True \(p\): \([0.5,\, 0.5]\) over \(\{a,b\}\). Model \(q\): \([0.6,\, 0.4]\).

\[ D_{\text{KL}}(p \| q) = 0.5 \log\frac{0.5}{0.6} + 0.5 \log\frac{0.5}{0.4} \]

Natural logs:

First term: \(0.5 \cdot (\ln 0.5 - \ln 0.6) = 0.5 \cdot (-0.6931 + 0.5108) \approx 0.5 \cdot (-0.1823) \approx -0.0912\)
Second: \(0.5 \cdot (\ln 0.5 - \ln 0.4) = 0.5 \cdot (-0.6931 + 0.9163) \approx 0.5 \cdot (0.2231) \approx 0.1116\)

Sum \(\approx 0.0204\) nats \(\ge 0\). Small mismatch → small KL.

Sanity check: \(H(p) = -\ln 0.5 = 0.693\) nats. \(H(p,q) = -0.5\ln 0.6 - 0.5\ln 0.4 \approx 0.5(0.511) + 0.5(0.916) \approx 0.714\) nats. Difference \(0.714 - 0.693 \approx 0.021\) ✓.

Forward vs. Reverse KL (Mode-Covering vs. Mode-Seeking)¶

Forward KL \(D_{\text{KL}}(p \| q)\): expectation under \(p\). Wherever \(p\) has mass, \(q\) must place mass or pay \(\log(p/q)\) huge penalty—mode-covering behavior. MLE / cross-entropy aligns with this direction when \(p\) is data and \(q\) is the model.
Reverse KL \(D_{\text{KL}}(q \| p)\): expectation under \(q\). Penalty emphasizes regions \(q\) thinks likely. If \(q\) is narrow, it can ignore a secondary mode of \(p\) — mode-seeking. Used in some variational objectives and in KL-to-reference penalties where \(p\) is a frozen reference LM and \(q\) is the policy.

Bimodal Target in Text (no plot needed)

Suppose true \(p\) places 0.5 mass on “The answer is 42.” and 0.5 on “The answer is π.”

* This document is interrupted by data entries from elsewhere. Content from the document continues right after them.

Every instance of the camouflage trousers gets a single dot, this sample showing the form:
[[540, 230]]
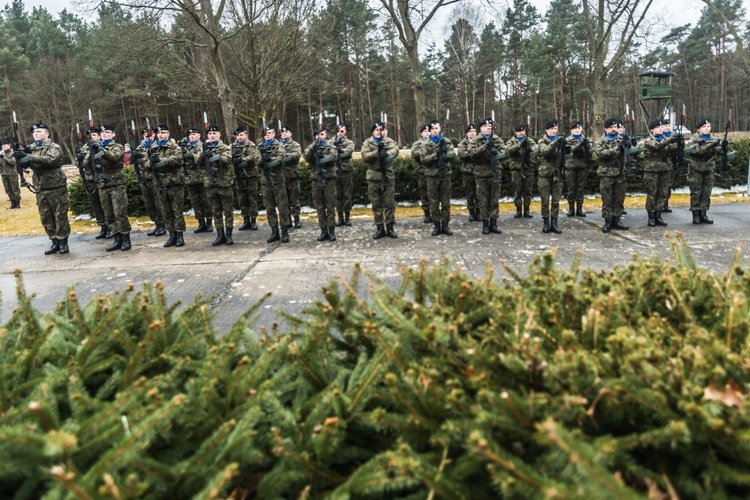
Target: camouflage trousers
[[383, 200], [470, 188], [53, 211], [344, 188], [324, 199], [152, 201], [522, 182], [96, 203], [488, 197], [550, 190], [575, 181], [173, 204], [221, 201], [658, 186], [199, 201], [613, 195], [12, 187], [247, 196], [701, 184], [439, 193], [293, 195], [115, 204], [274, 200]]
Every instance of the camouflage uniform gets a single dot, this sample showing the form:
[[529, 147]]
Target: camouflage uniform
[[521, 172], [381, 179], [10, 178], [438, 173], [488, 182], [291, 166], [323, 185], [166, 160], [344, 179]]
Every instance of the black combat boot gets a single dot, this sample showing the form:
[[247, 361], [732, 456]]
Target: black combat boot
[[171, 240], [125, 240], [116, 245], [221, 239], [102, 232], [246, 224], [274, 235], [201, 226], [617, 224], [704, 217], [659, 220], [54, 248]]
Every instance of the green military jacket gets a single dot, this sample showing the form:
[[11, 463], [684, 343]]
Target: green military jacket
[[658, 153], [431, 158], [46, 163], [480, 153], [516, 151], [344, 149], [328, 156], [607, 151], [219, 172], [249, 159], [291, 159], [192, 157], [702, 153], [377, 166], [273, 167]]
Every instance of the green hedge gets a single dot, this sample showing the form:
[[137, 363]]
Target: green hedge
[[406, 183], [564, 383]]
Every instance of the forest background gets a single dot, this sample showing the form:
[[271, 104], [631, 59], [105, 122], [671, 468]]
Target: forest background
[[241, 61]]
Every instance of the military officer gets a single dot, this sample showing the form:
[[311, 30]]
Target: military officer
[[321, 156], [44, 158], [379, 152]]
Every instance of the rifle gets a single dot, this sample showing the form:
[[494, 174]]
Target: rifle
[[17, 147]]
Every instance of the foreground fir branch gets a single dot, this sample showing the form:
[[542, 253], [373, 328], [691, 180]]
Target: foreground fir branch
[[561, 383]]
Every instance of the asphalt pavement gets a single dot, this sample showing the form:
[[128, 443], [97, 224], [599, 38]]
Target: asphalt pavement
[[235, 277]]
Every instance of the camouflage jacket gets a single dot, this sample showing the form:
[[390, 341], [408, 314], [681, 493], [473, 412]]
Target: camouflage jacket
[[328, 156], [480, 153], [291, 159], [217, 159], [376, 166], [344, 149], [431, 158], [46, 163], [169, 164], [516, 151]]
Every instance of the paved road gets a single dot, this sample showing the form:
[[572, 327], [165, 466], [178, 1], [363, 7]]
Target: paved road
[[237, 276]]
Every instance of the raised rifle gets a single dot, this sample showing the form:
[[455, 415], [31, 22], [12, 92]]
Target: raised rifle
[[17, 147]]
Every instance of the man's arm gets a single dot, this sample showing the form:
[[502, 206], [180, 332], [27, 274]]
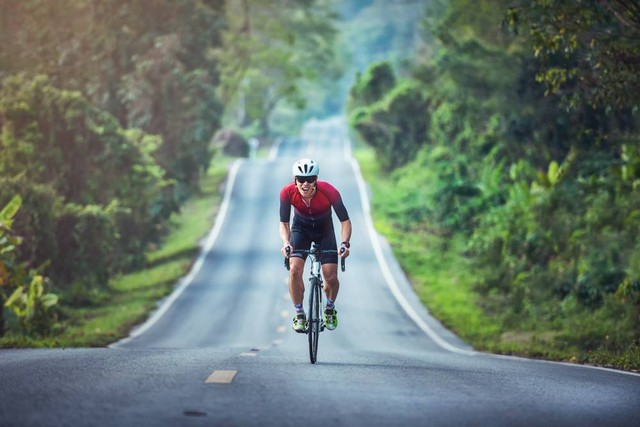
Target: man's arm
[[285, 236], [345, 234]]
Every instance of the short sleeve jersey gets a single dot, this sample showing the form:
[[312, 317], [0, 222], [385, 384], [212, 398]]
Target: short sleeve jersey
[[318, 210]]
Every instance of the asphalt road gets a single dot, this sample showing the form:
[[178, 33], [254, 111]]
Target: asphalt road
[[220, 351]]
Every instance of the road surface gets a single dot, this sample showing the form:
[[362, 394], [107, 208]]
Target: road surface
[[221, 352]]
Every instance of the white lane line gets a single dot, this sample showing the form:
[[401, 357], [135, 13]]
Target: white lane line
[[186, 281], [221, 377], [386, 271]]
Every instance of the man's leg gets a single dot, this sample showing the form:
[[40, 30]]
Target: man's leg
[[296, 284], [331, 283], [331, 286]]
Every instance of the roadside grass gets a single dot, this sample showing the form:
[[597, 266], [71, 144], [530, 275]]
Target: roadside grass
[[130, 298], [444, 279]]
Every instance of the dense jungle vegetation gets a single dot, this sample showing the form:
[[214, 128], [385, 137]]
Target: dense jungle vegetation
[[504, 141], [510, 149], [107, 113]]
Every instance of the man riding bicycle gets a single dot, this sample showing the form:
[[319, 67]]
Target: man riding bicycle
[[312, 201]]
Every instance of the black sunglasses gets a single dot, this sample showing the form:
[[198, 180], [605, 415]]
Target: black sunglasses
[[309, 179]]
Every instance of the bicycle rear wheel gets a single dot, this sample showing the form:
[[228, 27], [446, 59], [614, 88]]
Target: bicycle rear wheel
[[315, 319]]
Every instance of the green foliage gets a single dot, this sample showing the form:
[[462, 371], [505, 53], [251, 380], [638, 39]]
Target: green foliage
[[270, 50], [588, 50], [395, 124], [547, 198], [372, 86], [33, 307], [21, 290]]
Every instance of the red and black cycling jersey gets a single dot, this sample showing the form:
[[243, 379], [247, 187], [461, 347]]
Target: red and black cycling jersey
[[318, 211]]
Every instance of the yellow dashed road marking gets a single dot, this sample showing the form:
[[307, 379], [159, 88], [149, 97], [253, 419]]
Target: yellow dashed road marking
[[221, 377]]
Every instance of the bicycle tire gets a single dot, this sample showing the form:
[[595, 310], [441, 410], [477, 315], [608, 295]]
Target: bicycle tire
[[314, 319]]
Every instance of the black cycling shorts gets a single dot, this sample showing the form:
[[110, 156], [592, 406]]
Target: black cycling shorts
[[301, 238]]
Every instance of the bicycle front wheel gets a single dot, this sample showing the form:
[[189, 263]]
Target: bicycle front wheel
[[314, 318]]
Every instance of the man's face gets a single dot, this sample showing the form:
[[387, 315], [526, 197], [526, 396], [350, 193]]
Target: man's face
[[306, 184]]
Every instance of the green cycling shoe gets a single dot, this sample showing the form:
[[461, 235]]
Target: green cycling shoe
[[330, 318]]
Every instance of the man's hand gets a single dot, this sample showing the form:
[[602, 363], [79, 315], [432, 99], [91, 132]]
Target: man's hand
[[344, 249], [286, 250]]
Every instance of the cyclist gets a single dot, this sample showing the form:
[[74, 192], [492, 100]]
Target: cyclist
[[312, 201]]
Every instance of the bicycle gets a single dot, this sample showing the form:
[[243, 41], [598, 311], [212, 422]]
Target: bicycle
[[315, 325]]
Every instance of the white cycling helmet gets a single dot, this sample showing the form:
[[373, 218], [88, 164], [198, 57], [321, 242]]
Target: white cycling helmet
[[305, 167]]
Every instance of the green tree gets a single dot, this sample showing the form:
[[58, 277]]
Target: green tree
[[269, 50]]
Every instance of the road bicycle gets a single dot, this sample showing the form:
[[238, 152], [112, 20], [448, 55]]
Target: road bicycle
[[315, 324]]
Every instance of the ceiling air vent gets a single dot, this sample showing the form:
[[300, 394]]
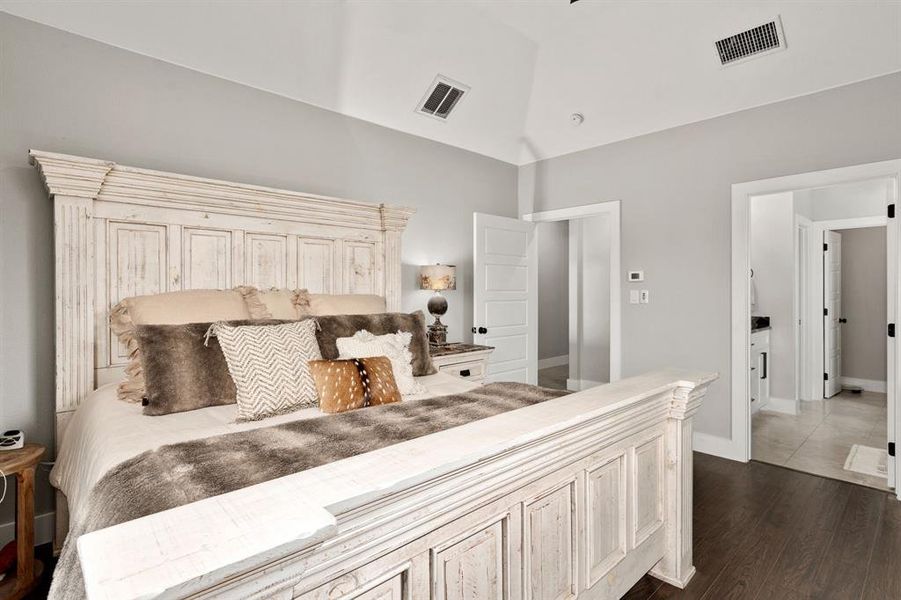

Forward-KL-optimal \(q\) tends to cover both modes (mass on both sentences), because missing either mode incurs infinite log penalty where \(p>0\) but \(q \approx 0\).
Reverse-KL-optimal \(q\) may put almost all mass on one mode (unimodal \(q\))—cheaper to be confidently wrong about the other mode if \(q\) rarely visits it.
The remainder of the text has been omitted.